Nama Ketua Demokrat Sumut Lokot Nasution Disebut sebut Disidang Korupsi DJKA
Ayu Prasandi April 06, 2026 08:54 PM

TRIBUN-MEDAN. com, MEDAN - Nama ketua Partai Demokrat Sumatera Utara Muhammad Lokot Nasution beberapa kali disebut Jaksa Penuntut Umum dari Komisi Pemberantasan Korupsi (KPK), dalam persidangan kasus korupsi di lingkungan Direktorat Jenderal Perkeretaapian (DJKA) Kementerian Perhubungan, yang berlangsung di Pengadilan Negeri Medan, Senin (6/4/2026). 

Dalam sidang tadi, empat saksi dihadirkan jaksa KPK. David Oloan Sitanggang selaku Direktur Antar Raksa (2025), ditanyai mengenai Lokot. 

"Apa anda kenal dengan Lokot Nasution," tanya jaksa kepada David. 

David kemudian mengaku tidak terlalu kenal dengan Lokot. "Lokot Nasution saya kurang tau juga, hanya tau nama pak Wahyu bukan Lokot," jawab David.

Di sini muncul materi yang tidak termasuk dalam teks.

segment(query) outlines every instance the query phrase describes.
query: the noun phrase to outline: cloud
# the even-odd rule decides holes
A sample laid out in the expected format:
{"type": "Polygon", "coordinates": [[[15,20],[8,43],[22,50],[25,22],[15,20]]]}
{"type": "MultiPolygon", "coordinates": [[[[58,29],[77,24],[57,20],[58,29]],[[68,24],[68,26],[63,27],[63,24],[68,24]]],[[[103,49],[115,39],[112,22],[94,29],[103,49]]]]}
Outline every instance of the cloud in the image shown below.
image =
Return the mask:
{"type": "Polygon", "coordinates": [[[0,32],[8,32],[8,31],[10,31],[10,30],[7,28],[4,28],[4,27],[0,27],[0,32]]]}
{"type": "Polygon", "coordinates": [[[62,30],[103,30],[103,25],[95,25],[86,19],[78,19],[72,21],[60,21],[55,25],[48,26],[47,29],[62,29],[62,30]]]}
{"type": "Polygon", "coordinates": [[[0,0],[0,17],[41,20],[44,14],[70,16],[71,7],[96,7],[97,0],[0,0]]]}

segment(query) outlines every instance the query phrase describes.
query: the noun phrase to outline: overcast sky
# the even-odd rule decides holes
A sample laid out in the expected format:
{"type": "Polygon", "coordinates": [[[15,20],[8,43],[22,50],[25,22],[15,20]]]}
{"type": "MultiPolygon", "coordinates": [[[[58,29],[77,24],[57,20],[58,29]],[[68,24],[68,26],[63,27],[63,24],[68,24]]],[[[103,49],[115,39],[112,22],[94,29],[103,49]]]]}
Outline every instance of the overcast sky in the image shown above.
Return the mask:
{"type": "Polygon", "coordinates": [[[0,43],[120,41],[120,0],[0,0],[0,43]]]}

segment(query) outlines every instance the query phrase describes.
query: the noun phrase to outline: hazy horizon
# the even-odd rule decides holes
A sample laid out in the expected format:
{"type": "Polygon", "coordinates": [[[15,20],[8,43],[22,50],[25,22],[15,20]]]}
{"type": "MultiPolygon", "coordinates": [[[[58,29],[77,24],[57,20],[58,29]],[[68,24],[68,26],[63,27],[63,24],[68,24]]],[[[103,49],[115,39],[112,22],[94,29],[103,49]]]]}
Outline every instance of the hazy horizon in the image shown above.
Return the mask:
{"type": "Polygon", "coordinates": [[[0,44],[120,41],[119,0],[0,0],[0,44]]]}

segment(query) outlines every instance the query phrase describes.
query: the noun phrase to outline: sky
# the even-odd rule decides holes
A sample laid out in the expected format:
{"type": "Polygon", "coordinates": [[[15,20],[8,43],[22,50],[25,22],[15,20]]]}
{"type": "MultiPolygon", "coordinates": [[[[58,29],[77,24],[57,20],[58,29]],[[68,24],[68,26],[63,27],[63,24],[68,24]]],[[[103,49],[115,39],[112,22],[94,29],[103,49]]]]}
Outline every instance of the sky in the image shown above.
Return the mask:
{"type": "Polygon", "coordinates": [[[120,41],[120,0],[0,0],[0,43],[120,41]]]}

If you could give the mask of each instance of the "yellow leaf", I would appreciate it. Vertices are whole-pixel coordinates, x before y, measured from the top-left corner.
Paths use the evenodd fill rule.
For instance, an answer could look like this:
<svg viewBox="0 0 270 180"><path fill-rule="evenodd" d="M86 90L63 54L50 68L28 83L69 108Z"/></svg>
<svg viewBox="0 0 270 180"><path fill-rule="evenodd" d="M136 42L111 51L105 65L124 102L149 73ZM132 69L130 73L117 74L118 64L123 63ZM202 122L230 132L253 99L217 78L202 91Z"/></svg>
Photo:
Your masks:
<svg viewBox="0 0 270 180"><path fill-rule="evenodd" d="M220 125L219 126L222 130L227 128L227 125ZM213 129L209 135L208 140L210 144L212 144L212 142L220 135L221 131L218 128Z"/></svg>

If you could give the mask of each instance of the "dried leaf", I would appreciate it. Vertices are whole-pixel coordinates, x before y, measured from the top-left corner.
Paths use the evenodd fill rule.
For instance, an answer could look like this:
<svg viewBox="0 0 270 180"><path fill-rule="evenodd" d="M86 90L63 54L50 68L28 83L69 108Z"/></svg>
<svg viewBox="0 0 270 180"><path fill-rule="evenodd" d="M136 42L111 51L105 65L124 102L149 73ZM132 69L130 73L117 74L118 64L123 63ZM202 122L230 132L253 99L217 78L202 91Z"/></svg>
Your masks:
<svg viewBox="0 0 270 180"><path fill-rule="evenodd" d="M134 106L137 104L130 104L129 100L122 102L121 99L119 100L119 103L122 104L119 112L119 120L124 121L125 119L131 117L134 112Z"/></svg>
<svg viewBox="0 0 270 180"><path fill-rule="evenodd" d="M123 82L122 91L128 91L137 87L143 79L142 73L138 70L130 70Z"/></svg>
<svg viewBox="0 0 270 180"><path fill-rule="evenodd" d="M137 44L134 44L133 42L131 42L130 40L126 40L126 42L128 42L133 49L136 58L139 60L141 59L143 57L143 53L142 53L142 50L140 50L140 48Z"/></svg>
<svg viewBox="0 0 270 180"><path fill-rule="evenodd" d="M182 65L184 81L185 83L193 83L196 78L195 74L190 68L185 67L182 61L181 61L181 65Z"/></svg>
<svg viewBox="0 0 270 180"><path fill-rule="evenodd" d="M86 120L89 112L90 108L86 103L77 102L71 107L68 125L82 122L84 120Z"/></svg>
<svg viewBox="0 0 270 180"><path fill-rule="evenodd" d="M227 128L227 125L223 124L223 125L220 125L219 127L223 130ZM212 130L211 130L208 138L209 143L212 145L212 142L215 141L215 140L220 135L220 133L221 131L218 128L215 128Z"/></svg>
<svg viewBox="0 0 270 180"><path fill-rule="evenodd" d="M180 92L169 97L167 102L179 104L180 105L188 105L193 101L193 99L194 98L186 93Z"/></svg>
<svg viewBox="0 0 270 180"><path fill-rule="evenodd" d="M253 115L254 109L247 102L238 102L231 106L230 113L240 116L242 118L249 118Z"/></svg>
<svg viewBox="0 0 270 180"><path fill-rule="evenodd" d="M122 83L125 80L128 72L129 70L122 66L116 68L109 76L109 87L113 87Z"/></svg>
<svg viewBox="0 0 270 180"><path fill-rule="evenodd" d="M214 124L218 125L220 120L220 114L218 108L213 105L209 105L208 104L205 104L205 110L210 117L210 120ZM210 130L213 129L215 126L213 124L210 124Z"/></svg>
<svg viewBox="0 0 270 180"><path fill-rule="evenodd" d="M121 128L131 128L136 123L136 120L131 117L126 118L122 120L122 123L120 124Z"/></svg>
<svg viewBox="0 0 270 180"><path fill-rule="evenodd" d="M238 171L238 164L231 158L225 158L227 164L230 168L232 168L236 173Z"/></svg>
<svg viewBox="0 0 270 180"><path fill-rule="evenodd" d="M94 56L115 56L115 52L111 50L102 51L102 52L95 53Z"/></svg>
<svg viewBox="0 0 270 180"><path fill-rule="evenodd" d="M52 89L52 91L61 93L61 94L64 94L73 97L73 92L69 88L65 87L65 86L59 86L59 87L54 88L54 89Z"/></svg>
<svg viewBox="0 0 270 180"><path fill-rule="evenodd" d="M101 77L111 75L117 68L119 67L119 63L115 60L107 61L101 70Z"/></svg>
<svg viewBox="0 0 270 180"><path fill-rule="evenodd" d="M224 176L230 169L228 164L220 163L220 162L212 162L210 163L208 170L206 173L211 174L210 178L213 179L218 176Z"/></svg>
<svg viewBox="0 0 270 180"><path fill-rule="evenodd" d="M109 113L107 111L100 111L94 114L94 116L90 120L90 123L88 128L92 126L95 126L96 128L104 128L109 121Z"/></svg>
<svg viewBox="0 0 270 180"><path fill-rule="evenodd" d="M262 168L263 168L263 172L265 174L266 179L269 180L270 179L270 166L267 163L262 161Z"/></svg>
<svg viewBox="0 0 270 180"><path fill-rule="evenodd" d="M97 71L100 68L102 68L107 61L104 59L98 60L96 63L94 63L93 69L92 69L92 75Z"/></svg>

Kepada hakim, David mengaku perusahaannya, bersama PT Waskita Karya memenangkan proyek kerjasama operasional dalam pembangunan dan pemeliharaan jalur kereta api di wilayah Medan. 

"Saya dapat informasi dari Wahyu Tahan Putra. Permintaan penyiapan kerjasama antara PT Waskita, Antarasa dan Remenggo dalam pengerjaan proyek," kata dia. 

Kata David, ia hanya berkomunikasi dengan Wahyu. Soal Lokot dia hanya tau Wahyu sebagai atasannya, hubungan dengan Lokot. 

Kepada hakim, David juga mengakui adanya pembagian fee proyek kepada sejumlah pihak. Bahkan, persoalan bagi bagi komitmen fee membuat keributan. 

"Iya memang adai ribut ribut soal fee proyek karena besar dari dari 3,5 ke 10 persen. Keributan antara pimpinan Waskita dengan pak Eddy Amir," ujarnya. 

Dalam kasus ini, terdapat dua terdakwa yakni Pejabat Pembuat Komitmen Direktorat Keselamatan Perkeretaapian Muhlis Hanggani Capah dan pihak swasta Eddy Kurniawan Winarto.

Selain David, Jaksa juga menghadirkan saksi Irham Nur sopir Chusnul Direktur Pabrik Karya Lama. 

Asta Danika sebagai Direktur Pabrik Karya Lama hadir lewat zoo meeting, bersama Agus Kanda Winata karyawan perdana Group. 

Dalam persidangan sebelumnya, Direktur Lalu Lintas dan Angkutan Kereta DJKA, Danto Restyawan, mengaku Menteri Perhubungan saat itu, Budi Karya Sumadi, memerintahkannya mengumpulkan uang untuk kepentingan politik. Meski hal itu dibantah Budi. 

Danto menyatakan bahwa uang yang ia kumpulkan itu digunakan untuk kepentingan Pilpres 2024 dan Pilkada 2024, termasuk Pemilihan Gubernur Sumatera Utara.

Sementara, Direktur PT Istana Putra Agung (IPA), Dion Renato Sugiarto, mengaku bersama Waskita Karya mengerjakan proyek pembangunan dan pemeliharaan jalur kereta api di wilayah Medan dengan total anggaran Rp 340 miliar sepanjang 2021 hingga 2023.

Sebelum proyek dilelang, Dion mengatakan bertemu dengan terdakwa Eddy Kurniawan Winarto d di Jakarta dan diminta memberikan fee sebesar 10 persen. 

Pertemuan itu berlangsung di Apartemen Four Winds dan turut dihadiri Lokot Nasution dan Muhlis Hanggani Capah.

Dion juga mengungkap aliran uang dari proyek tersebut. Dari paket pekerjaan di Sumatera Utara, ia memberikan uang kepada Eddy Kurniawan sebesar Rp 11,2 miliar dan Chusnul sebesar Rp 7,4 miliar, serta kepada Capah sebesar Rp 1,1 miliar. 

Hakim Khamozaro Waruwu sebelumnya, telah meminta kepada Budi dan Lokot Nasution untuk hadir pada sidang yang akan berlangsung pada Rabu (8/4/2026).